"Bell, may I speak to you a moment?" said Margaret.
Bell looked up from a critical inspection of the Tintinnabula, which had been somewhat injured in the race. "Certainly, May Margaret!" she said. "Do you want to know why my poor boatie did not win? I have just found out." Then, looking up, and seeing Margaret's disturbed face, she rose instantly.
"Something is wrong?" she said, quickly. "Come this way, under the trees, where it is quiet. You have had no bad news, dear?"
"Oh, no!" said Margaret. "But—Bell, I have something very disagreeable to tell you. It seems terrible to say anything that may make trouble, but nothing makes so much trouble as untruth, and I do think you ought to know this. I don't think the Jollycumpop really won the race!"
"My dear Margaret! she came in well ahead; didn't you see—"
"Listen, Bell!" and Margaret told in a few words the story of the dropped oar.
Bell listened with keen attention, and when Margaret had finished, whistled two bars of the Siegfried motif very correctly before she spoke.
"The little animal!" she said at last. "Well, Margaret, do you know, the best thing to do, in my opinion, is—to say nothing about it, at present."

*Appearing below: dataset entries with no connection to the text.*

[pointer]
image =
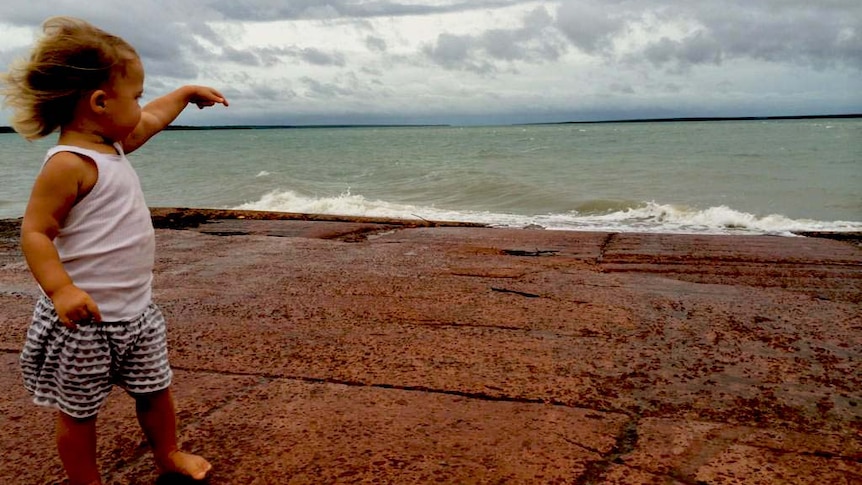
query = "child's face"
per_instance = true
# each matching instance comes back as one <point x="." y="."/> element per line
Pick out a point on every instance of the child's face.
<point x="122" y="100"/>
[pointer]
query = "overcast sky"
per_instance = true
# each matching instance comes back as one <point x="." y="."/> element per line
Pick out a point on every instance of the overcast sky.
<point x="481" y="61"/>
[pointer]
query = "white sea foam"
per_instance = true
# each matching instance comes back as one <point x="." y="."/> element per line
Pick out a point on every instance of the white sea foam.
<point x="646" y="217"/>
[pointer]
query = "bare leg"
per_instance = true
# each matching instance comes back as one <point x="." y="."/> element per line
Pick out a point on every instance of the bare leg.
<point x="76" y="443"/>
<point x="158" y="419"/>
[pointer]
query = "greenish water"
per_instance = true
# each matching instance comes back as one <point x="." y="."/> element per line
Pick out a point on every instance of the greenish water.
<point x="712" y="177"/>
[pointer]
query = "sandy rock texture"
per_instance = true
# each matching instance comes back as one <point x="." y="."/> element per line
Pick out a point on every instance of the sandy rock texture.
<point x="311" y="350"/>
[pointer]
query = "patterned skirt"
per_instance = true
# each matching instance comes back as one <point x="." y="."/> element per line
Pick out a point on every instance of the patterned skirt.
<point x="74" y="370"/>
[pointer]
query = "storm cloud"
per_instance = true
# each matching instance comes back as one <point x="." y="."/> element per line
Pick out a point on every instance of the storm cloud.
<point x="492" y="60"/>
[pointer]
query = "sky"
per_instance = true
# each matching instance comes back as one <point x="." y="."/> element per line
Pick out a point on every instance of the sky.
<point x="482" y="61"/>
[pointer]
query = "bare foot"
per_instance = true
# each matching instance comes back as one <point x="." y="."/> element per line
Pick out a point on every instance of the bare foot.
<point x="187" y="464"/>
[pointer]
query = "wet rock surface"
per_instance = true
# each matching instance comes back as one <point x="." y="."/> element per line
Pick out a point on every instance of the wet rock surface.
<point x="313" y="349"/>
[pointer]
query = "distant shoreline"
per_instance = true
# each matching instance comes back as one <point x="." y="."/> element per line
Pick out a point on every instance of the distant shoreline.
<point x="7" y="129"/>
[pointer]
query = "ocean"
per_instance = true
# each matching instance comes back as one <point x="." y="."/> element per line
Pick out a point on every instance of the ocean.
<point x="712" y="177"/>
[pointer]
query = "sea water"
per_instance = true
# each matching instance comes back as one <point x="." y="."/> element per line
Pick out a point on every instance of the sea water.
<point x="717" y="177"/>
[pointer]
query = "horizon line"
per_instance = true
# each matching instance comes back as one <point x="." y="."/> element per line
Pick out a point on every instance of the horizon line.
<point x="9" y="129"/>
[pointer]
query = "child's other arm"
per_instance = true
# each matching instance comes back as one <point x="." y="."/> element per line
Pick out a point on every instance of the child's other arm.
<point x="63" y="180"/>
<point x="160" y="112"/>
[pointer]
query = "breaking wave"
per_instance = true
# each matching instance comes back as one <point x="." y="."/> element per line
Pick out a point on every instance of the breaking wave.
<point x="612" y="216"/>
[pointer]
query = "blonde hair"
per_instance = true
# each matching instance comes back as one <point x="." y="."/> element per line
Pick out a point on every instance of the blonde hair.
<point x="71" y="58"/>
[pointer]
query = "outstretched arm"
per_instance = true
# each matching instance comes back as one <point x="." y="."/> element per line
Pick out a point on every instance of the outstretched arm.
<point x="160" y="112"/>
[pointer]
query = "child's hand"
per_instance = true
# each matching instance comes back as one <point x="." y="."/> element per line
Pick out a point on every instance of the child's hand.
<point x="204" y="97"/>
<point x="75" y="306"/>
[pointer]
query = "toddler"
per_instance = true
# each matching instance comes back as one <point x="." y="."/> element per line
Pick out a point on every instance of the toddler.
<point x="88" y="239"/>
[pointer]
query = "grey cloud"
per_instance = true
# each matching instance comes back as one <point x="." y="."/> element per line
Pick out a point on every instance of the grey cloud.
<point x="697" y="48"/>
<point x="534" y="42"/>
<point x="821" y="34"/>
<point x="375" y="43"/>
<point x="590" y="26"/>
<point x="321" y="58"/>
<point x="324" y="90"/>
<point x="260" y="10"/>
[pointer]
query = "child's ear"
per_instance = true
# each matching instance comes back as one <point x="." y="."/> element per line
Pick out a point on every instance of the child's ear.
<point x="98" y="101"/>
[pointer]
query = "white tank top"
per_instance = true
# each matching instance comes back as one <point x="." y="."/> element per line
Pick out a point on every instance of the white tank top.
<point x="107" y="242"/>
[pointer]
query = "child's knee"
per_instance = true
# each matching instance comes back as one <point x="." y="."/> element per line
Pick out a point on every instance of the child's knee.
<point x="149" y="400"/>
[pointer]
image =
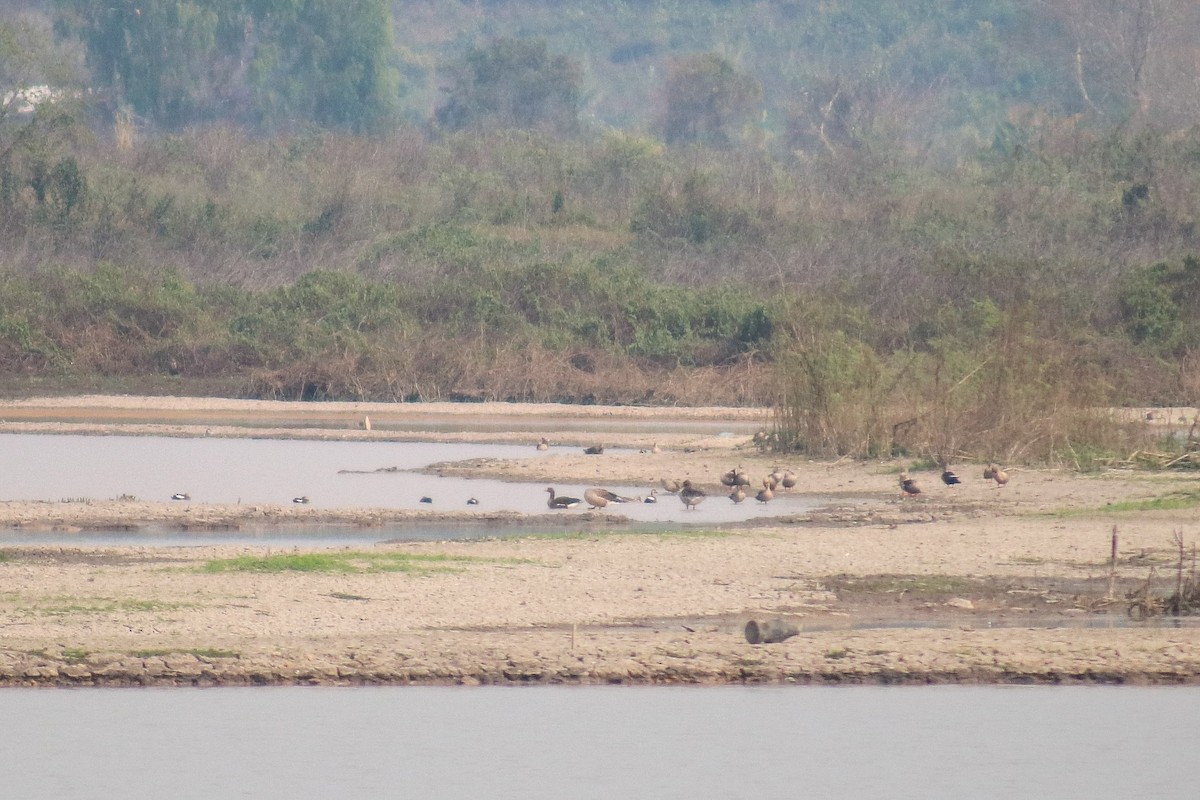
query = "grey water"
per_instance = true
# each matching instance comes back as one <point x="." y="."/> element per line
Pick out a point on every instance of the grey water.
<point x="329" y="474"/>
<point x="603" y="743"/>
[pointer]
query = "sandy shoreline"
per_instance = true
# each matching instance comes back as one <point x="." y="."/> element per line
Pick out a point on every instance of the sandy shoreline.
<point x="969" y="585"/>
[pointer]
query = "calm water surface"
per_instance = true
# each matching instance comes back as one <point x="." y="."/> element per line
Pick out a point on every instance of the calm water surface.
<point x="331" y="474"/>
<point x="601" y="743"/>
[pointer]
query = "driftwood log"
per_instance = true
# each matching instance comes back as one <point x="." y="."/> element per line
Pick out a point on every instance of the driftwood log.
<point x="769" y="631"/>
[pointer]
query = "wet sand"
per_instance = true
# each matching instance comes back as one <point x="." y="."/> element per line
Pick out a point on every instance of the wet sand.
<point x="965" y="584"/>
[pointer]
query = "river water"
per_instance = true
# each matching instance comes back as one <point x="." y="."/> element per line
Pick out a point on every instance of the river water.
<point x="601" y="743"/>
<point x="330" y="474"/>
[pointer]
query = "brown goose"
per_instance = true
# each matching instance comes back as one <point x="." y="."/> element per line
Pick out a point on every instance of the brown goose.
<point x="690" y="495"/>
<point x="1000" y="476"/>
<point x="599" y="498"/>
<point x="909" y="486"/>
<point x="561" y="501"/>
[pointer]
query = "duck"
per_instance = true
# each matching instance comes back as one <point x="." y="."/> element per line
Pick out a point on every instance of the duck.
<point x="562" y="500"/>
<point x="1000" y="476"/>
<point x="599" y="498"/>
<point x="690" y="495"/>
<point x="949" y="477"/>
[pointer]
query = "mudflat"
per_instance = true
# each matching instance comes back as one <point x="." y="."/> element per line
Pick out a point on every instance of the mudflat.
<point x="972" y="583"/>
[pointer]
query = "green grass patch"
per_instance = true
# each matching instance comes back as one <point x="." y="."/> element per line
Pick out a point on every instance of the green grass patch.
<point x="910" y="584"/>
<point x="75" y="655"/>
<point x="1170" y="501"/>
<point x="348" y="563"/>
<point x="69" y="606"/>
<point x="199" y="653"/>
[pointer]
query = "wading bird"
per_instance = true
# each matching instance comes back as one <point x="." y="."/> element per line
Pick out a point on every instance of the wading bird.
<point x="561" y="501"/>
<point x="690" y="495"/>
<point x="599" y="498"/>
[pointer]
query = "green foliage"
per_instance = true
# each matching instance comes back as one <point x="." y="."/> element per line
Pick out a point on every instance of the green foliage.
<point x="708" y="101"/>
<point x="1161" y="305"/>
<point x="513" y="83"/>
<point x="268" y="62"/>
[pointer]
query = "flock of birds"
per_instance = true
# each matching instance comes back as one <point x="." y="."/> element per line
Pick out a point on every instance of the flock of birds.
<point x="990" y="473"/>
<point x="691" y="495"/>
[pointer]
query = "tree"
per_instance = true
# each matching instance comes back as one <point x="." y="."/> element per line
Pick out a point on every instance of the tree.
<point x="513" y="83"/>
<point x="708" y="100"/>
<point x="263" y="62"/>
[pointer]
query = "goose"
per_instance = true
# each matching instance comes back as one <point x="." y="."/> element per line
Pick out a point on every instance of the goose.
<point x="561" y="501"/>
<point x="949" y="477"/>
<point x="599" y="498"/>
<point x="690" y="495"/>
<point x="1000" y="476"/>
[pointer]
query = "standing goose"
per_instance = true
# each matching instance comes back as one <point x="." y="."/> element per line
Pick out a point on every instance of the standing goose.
<point x="690" y="495"/>
<point x="1000" y="476"/>
<point x="949" y="477"/>
<point x="909" y="486"/>
<point x="599" y="498"/>
<point x="561" y="501"/>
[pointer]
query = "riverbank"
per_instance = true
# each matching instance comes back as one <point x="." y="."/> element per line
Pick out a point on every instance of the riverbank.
<point x="965" y="584"/>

"But—Bell! Gerald really won!"
"I know! but, even as it is, Jerry can hardly keep his hands off Claud. My one prayer is that we may be able to get the boy off to-morrow without an open quarrel breaking out. You see, Margaret, when they were little, it was all right for Jerry to thrash him. He did it punctually and thoroughly, every time they met, and it was very good for the boy; but now of course it is out of the question."